The red dots are a lot closer to the top of the bars here. In fact, the difference between them is less than it was for the 2012 LRMC Rankings! I think we’ve found the rankings that we’re going to use for this year’s NCAA tournament. Make sure to come back Monday, as I’ll use the regression model and the Sagarin Ratings to break down the entire tournament. Until then, let’s look at the current top 5 teams according to the Sagarin Ratings.

#5 Gonzaga

No, they’re not #1 like they are in the human polls, but the Sagarin rankings still have Gonzaga as one of the best teams in the country. And despite their #1 ranking in the human polls, a lot of people don’t believe in the Zags because they play in a weak conference. And while this is true, they are absolutely dominating that weak conference, to a tune of 0.3 points per possession. If you’re not familiar with efficiency numbers, that’s a lot. In fact, it’s higher than the amount of points per possession the 2007-08 Memphis Tigers outscored their weak conference by. And that Memphis team came within a Mario Chambers 3 pointer of winning the national championship. So while I’m not saying Gonzaga is destined for the championship game, I am saying that thinking they’re overrated because they play in a weak conference is folly.

#4 Duke

This Duke team is going to be a hard one to judge. The main problem with the Sagarin Ratings (or any computer based ranking system) is that they can’t account for injuries. So that means about half of the data for Duke comes in games played without Ryan Kelly. Even so, they still are ranked #4, showing that they are a great team. But how much higher would they be if Kelly was healthy all season? Most people are assuming they’d be #1. And yes, they did look mighty impressive with Kelly in their win at North Carolina. But before that, they only beat Miami by 3 points at home (even with 36 points from Kelly) and struggled for a half against a bad Virginia Tech team. A few more games in the ACC tournament will definitely be helpful to try and gauge just how good this team is.

#3 Louisville

A three-game skip in January made everybody jump off the Louisville bandwagon. But now it seems everybody is hoping back on as the Cardinals have won 11 of their last 12 games. And really, they should never have jumped off. This Louisville team definitely has the talent to return to the Final Four this year. They play suffocating defense and have the best player that nobody seems to be talking about in Russ Smith. In fact, Smith is so good that he’s currently the leading candidate for Ken Pomeroy’s Player of the Year. This will be a dangerous team in the tournament.

#2 Indiana

It shouldn’t be much of a surprise to see the best team in the Big 10 ranked so high. In a season where college basketball might have its lowest scoring season since 1952, Indiana has done its best to boost scoring, running the most efficient offense in college basketball. We should all be rooting for Indiana to go far in the tournament, if for no other reason than to make sure we don’t get stuck watching a 48-44 Final Four game. With their high scoring offense, Indiana games are anything but boring.

#1 Florida

Yup, you read that right. The Sagarin Ratings (and most other computer ranking systems) have the Gators at #1. The reason is because Florida just blows everybody out. And when they haven’t blown people out, they’ve been unlucky, going 0-4 in games decided by 2 possessions or less. This has led to numerous sports analysts claiming that Florida “doesn’t know how to win close games” and is “unclutch.” But the statistics show that the outcome in close games has more to do with randomness (luck) than it has to with either team being clutch or unclutch. For example, in 2011 Kentucky went 1-5 in games decided by 1 possession or less. People again said they didn’t know how to win in the clutch. But all that really happened was Kentucky’s unluckiness created a very underrated 4 seed that ended up going to the Final Four. And in the tournament, they won not only one, but two 1 possession games! How did they all of the sudden learn to be clutch!?!?!?!?!?!

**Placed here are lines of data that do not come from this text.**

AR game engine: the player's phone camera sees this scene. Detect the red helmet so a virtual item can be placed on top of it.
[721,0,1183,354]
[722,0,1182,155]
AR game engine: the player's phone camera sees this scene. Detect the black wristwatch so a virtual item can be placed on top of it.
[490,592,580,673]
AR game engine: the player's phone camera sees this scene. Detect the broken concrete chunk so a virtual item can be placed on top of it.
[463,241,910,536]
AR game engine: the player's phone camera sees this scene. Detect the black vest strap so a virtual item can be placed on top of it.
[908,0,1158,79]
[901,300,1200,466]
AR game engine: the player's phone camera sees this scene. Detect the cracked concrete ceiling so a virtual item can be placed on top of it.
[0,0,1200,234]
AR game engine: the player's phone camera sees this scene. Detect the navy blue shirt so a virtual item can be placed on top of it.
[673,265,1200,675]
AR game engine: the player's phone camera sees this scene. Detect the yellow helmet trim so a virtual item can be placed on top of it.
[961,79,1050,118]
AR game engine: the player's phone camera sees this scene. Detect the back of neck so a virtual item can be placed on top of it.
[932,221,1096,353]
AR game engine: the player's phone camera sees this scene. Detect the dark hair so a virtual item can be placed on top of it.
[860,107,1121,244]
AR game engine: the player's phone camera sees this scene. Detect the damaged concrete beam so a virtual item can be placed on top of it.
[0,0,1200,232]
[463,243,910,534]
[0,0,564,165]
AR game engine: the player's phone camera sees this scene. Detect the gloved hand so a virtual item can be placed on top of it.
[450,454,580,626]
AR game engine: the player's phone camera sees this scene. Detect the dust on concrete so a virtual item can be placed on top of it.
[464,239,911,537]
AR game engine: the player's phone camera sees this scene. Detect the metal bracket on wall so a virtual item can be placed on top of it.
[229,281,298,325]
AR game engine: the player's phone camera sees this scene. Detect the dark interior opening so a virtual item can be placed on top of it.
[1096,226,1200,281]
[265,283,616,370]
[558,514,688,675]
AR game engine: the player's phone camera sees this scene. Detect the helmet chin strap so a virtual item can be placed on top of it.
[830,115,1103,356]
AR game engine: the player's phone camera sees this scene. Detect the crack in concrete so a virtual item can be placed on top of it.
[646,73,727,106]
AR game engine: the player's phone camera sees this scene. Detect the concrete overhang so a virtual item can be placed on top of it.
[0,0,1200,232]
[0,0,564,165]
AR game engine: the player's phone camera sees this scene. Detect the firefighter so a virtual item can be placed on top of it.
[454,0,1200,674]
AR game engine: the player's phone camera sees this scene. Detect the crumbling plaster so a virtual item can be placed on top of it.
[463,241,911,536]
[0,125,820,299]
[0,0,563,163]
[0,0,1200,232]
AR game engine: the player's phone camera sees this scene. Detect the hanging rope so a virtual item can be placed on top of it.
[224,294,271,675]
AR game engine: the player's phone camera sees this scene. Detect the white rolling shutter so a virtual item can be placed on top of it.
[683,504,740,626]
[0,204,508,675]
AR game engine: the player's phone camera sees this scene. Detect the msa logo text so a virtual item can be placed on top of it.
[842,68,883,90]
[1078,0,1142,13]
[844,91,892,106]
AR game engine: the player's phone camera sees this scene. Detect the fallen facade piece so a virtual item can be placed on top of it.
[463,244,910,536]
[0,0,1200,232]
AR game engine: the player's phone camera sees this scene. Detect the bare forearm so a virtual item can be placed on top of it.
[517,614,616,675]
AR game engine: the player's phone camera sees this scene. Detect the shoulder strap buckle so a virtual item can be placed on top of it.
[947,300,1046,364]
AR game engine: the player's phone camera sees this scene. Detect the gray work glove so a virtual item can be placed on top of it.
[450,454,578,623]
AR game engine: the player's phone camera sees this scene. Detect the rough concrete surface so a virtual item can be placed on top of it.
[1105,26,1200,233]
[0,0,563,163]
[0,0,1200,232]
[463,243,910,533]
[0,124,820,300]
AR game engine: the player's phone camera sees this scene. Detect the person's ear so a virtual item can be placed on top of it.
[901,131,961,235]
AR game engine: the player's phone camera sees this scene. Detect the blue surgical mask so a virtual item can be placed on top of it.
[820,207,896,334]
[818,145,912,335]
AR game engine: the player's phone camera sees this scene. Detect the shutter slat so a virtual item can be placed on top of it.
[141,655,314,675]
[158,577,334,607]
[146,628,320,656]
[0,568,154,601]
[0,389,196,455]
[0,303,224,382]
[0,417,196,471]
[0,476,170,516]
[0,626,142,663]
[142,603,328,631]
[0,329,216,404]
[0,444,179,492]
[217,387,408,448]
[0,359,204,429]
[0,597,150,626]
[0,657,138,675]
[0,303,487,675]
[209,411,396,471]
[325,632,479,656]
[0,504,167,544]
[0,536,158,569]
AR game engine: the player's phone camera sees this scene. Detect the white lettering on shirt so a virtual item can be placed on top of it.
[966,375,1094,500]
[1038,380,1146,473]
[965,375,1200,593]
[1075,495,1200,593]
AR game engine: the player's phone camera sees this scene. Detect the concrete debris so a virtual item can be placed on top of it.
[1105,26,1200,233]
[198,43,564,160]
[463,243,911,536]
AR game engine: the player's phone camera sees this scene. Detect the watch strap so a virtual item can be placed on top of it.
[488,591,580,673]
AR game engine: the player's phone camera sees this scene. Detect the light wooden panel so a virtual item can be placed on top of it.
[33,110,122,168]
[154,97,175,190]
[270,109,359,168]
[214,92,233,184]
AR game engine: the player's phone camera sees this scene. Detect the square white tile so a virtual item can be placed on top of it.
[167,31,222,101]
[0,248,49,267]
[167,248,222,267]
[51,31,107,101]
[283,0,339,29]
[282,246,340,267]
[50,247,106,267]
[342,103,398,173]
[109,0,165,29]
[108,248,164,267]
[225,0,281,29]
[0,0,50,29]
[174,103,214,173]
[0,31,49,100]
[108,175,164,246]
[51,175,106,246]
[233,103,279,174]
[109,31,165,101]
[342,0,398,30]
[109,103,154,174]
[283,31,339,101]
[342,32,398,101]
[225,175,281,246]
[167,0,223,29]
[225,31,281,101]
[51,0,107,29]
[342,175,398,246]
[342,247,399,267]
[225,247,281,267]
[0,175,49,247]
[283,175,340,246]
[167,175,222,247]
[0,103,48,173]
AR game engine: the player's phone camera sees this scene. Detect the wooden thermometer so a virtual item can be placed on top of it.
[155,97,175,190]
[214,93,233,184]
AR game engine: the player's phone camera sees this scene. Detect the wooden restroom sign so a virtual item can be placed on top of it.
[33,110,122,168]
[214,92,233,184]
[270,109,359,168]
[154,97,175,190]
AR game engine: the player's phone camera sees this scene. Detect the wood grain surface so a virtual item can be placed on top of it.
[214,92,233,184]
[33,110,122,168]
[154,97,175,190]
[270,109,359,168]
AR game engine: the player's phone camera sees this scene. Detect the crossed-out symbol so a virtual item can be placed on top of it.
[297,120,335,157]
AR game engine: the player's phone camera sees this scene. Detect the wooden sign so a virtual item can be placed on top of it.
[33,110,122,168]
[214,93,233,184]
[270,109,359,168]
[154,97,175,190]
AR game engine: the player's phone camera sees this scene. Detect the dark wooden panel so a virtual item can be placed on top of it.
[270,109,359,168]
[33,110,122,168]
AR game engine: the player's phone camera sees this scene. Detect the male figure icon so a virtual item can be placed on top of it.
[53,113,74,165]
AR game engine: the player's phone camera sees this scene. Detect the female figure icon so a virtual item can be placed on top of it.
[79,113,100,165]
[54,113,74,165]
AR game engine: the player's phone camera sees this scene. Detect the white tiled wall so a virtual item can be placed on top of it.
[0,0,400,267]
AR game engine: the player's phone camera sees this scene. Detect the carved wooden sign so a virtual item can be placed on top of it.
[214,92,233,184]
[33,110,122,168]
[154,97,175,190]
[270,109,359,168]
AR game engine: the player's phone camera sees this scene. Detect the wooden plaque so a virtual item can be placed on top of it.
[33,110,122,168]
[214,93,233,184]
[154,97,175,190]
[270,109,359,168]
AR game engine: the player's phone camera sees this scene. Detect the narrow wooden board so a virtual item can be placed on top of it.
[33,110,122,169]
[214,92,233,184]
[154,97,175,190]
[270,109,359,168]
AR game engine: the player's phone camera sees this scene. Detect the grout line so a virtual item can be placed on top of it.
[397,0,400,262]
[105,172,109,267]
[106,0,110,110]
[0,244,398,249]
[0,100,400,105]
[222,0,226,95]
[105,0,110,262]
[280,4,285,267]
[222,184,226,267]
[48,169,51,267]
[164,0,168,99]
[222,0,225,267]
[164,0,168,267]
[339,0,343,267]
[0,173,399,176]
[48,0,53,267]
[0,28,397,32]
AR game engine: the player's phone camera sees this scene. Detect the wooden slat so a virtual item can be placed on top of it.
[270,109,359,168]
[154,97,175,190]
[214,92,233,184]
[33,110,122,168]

At the moment Florida is projected to get a 2 or even a 3 seed. If that happens, it’s going to create a very unhappy 1 seed for whoever gets put in their region.

↧

Predicting the 2013 NCAA Tournament with Minitab

March 18, 2013, 10:38 am

≫ Next: Rethinking the Obvious: How Data Analysis and Diagrams Can Upend Conventional Wisdom

≪ Previous: Using Minitab to Choose the Best Ranking System in College Basketball

The 2013 NCAA Tournament Did everybody have a good Selection Sunday? Hopefully you did, and now you’re ready to jump into the brackets. And just like last year, Minitab is here to help you along! But first we have to wait for EPSN to stop yelling about who the 68th best team in the country is. I mean, honestly, you think they would have learned their lesson two years ago when they were adamant about what a travesty it was that VCU got an at-large bid. You know, the same VCU team that then went to the final four. Maybe next year Virginia should try not losing to Delaware at home. Oh, what’s that? Dick Vitale finally stopped complaining? Okay, we’re good to go!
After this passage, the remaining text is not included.